MFEh2o / db

**Contains the main issue tracker for the MFE DB!** Functions for interacting with the MFE database, in script format. (See also MFEUtilities, which is an R package that includes many/most of the same functions).
1 stars 0 forks source link

ISOTOPE tables fixes #133

Open kaijagahm opened 3 years ago

kaijagahm commented 3 years ago

a. Zoops should probably have a Z, not a W

b. NA batchIDs

~~c. Should B-B102 actually be B-0102?

d isotopeID’s P-0493 through P-0512 are in IR but not in ISPOC. Add to ISPOC? Last one in ISPOC is indeed P-0492, so seems like not all the data got entered.

e. ISOTOPE_SAMPLES_FISH - Are the fish supposed to match up to FISH_INFO? If so, can just remove some of the digits on the fish number. If not, need to note this. - Try removing 0’s; then match back to FISH_INFO. Should have a 1 in the removed or mortality columns.

kaijagahm commented 3 years ago

Another two issues: f. ISOTOPE_SAMPLES_BENTHIC_INVERTS has many "unknown"s in the metadataID column. There are also many rows (including many of these unknowns) where the metadataID column doesn't match the metadataID portion of the sampleID. It's not clear to me whether this is a SAMPLES or a DATA table--i.e. should I be running a metadataID check at all? Even if no (if it's a data table), then we should still address the "unknown" values. A lot of the other ISOTOPE_SAMPLES tables don't even have a metadataID column. Why does this one?

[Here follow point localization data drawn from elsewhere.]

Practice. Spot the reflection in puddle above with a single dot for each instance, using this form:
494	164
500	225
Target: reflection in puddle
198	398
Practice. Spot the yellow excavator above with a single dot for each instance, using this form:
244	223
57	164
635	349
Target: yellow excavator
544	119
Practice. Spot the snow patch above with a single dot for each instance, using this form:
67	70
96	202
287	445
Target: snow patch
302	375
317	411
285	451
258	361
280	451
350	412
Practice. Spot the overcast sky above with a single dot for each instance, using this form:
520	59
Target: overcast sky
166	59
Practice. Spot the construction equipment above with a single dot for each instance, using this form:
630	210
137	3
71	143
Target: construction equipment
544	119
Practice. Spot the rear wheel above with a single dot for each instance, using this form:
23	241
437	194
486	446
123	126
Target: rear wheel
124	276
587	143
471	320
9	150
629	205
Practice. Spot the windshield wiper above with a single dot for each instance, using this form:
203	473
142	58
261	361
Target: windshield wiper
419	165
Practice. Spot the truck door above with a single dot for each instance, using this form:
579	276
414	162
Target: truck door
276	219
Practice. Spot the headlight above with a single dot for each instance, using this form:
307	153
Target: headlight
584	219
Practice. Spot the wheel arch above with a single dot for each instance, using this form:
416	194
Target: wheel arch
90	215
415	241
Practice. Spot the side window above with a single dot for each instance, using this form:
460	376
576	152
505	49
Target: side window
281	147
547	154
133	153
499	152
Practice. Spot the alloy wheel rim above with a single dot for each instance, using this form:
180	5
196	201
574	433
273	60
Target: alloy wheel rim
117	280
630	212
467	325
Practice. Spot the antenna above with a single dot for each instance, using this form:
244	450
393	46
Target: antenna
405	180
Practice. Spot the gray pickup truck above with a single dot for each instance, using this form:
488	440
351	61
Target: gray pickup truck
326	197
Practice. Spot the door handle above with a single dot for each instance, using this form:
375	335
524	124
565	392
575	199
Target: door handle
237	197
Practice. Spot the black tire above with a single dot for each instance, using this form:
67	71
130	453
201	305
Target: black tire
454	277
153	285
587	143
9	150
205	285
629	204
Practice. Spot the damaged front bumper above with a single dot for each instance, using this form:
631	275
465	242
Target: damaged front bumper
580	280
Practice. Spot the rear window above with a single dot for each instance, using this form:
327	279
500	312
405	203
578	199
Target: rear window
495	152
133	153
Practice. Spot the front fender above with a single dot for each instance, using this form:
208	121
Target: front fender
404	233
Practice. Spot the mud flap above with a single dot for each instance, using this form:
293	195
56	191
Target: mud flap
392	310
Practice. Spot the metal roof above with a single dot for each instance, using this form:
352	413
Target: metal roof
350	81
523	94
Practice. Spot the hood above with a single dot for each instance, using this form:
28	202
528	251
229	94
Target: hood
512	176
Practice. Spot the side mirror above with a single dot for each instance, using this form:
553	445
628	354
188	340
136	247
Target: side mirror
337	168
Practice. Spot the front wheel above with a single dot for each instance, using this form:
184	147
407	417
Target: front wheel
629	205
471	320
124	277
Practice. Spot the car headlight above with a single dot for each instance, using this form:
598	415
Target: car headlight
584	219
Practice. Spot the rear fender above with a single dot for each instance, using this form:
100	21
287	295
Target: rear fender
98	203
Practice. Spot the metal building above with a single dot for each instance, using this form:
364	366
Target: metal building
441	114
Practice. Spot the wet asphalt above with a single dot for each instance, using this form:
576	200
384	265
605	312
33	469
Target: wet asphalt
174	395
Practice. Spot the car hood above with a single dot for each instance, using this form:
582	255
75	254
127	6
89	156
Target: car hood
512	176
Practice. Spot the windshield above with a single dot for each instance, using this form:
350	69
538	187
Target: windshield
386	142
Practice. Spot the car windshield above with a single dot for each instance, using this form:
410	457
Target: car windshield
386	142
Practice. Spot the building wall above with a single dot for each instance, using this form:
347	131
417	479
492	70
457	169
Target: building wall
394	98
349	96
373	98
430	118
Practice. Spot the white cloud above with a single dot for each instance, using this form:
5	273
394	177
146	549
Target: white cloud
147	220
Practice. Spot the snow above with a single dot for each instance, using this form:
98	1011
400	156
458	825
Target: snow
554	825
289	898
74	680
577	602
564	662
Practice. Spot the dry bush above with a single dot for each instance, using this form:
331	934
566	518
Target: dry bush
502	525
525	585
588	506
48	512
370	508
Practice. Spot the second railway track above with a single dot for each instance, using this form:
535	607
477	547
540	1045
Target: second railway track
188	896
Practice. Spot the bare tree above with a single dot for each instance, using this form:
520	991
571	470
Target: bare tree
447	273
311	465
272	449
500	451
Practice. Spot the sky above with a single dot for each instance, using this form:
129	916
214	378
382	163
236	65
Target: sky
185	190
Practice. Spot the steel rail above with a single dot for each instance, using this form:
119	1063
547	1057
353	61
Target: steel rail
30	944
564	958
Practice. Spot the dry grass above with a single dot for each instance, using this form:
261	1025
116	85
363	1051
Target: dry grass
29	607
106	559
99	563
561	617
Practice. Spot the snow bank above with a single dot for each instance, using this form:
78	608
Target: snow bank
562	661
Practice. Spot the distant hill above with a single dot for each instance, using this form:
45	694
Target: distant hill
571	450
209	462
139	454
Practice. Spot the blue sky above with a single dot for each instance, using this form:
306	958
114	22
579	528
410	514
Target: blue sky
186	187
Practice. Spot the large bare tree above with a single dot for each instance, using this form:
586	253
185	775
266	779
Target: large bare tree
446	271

g. ISOTOPE_SAMPLES_METHANE has 42 rows where the depthBottom in the sampleID is really different from the depthBottom in the depthBottom column. This does not seem to be a case of swapping depthBottom and depthTop--something else is going on.

h. The formatting of the batchID column in ISOTOPE_SAMPLES_FISH (and ISOTOPE_SAMPLES_BENTHIC_INVERTS) is weird: multiple batches, comma-separated. Consider pivoting to long format? The way it is, we can't run a foreign key check with ISOTOPE_BATCHES. Make sure to check the other ISOTOPE_SAMPLES* tables for this formatting: I stopped after ISBI and ISF.

kaijagahm commented 3 years ago

The structure we have here is kind of weird--the ISOTOPE_SAMPLES tables link to the other SAMPLES tables (or in the case of ISOTOPE_SAMPLES_FISH, to the FISH_INFO table). Do we like this 2-layered approach, or should we cut out the middlemen somehow?

But, on the other hand, the columns required in the ISOTOPE_SAMPLES tables might be different than the ones in SAMPLES or FISH_SAMPLES, so I understand why it was done this way.

kaijagahm commented 3 years ago

Will want to update the dbschema to show these tables in a clearer way once these problems are sorted out.

ctsolomon commented 1 year ago

In ISOTOPE_RESULTS, for fish samples (isotopeID F-xxxx) and possibly others: rows giving H isotope results show an isotope ratio of 0.00 in the d13C and d15N columns. This should presumably be an NA.

ctsolomon commented 1 year ago

Re issue (a) in Kaija's original post: I am now part of the way towards resolving this. Mike McGuigan and Stuart found original isotope log files from 2011-2013. I have gone through these to pull out all the zoop isotope sample info. I have the original files and a script that manipulates them to assemble a replacement version of ISOTOPE_SAMPLES_ZOOPS. This is in my files at 'Database\Issues and fixes\GH 133 - ISOTOPE tables fixes'. It needs some additional work to finalize but it's a good start.